School privatization is happening around the world. It should come as no surprise that many countries have the same draconian reforms foisted on their public schools like the U.S. I find it interesting to learn how other countries run their schools and the similarities and differences between their systems and ours.
Learning Matters: The Truth About Our Schools is by Roger Titcombe, who frequently posts about education issues in England on the respected Local Schools Network (LSN). While some language differences exist with terms, it is easy to see the likenesses in our systems.
Their Academies are like our charter schools, and when reading about them it is a bit uncanny to see the similarities. Roger writes:
Academies are independent schools and despite being paid for by the taxpayer the sponsors have had complete power to dictate how and what pupils learn. Much bizarre and educationally doubtful experimentation was taking place based on the whims and prejudices of sponsors, ranging from the evangelical presentation of religious mythology as historical truth and the discrediting of science, to a belief in the need to rigorously train all pupils in the practices and ethics of free market capitalism so as to properly prepare them for employment. One Academy installed a “call centre” so that “pupils’ aspirations could be raised” by training for this type of work. P. 61. If you want to read up on call centres HERE.
In the book, Roger starts out by writing about the “media and public perception” about the Organisation for Economic Co-operation and Development’s (OECD) Programme for International Student Assessment (PISA). When he and a professional statistician looked at the schools with the most improvement they found a link to poverty. Poor children in England don’t do as well on the tests as their wealthy counterparts. Sound familiar?
Roger tackles I.Q. in an interesting light, sorting the good from bad. This is risky writing. How many of us are eager to touch this topic, even though psychological testing in most public schools still considers I.Q. testing for special education placements? We don’t talk about it for fear of being seen as supporting what many of us see as the troubled thinking of Charles Murray in The Bell Curve. But we should. There’s a vivid debate here, and Roger charges into it head on whether you agree with him or not. I like that kind of writing and see it as authentic.
A nice and different feature in Roger’s book is that he interjects the story of his life and how he came to be an educator and write the book. It is interesting to hear individual stories that help you understand the personal side of an individual. It can help us understand the “why” of the story and it can actually be of value in understanding how good teaching evolves.
Think about how different this human touch is from today’s Common Core push to drop personal student narrative from English classes. Writing defines students and adults and it should not be set aside as unimportant which Common Core seems to do. In Learning Matters, it is easy to understand Roger’s passion for schools and the students they serve when you hear about his upbringing and what he learned that gets him to where he is today.
He also speaks about others who influence his thinking. Some of his analogies are fascinating.
One of my favorites is when he mentions Richard Feynman, “one of the most brilliant theoretical physicists and original thinkers,” and cleverly, I think, he ties Feynman’s scientific curiosity to early childhood development.

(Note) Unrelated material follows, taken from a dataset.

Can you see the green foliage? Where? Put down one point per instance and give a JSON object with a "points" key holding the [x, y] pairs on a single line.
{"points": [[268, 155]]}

Feynman had many talents including a great disregard for pomposity in all its forms He enjoyed the friendship of people from all walks of life. Should the “pleasure of finding things out” be confined to the minds of Nobel Prize winners? I am sure it must not. I am equally certain that it is a universal human characteristic to take deep pleasure in gaining understanding and intellectual development from the application of curiosity. Watching my pre-school grandchildren conducting an enthusiastic bug-hunt in the garden convinces me that such curiosity is not only an innate characteristic of the human species, but is also too precious to be dulled or squandered in an education system driven by the testing needed to provide school performance data that drives false ‘choice’ in a marketised education system. p. 64.
There is much more. The book is not big and it is not expensive, but it is packed with valuable information that will enlighten and impress.
Learning Matters is a great book to add to your collection of books about public schools and the quest to make education meaningful for all children—no matter where they live.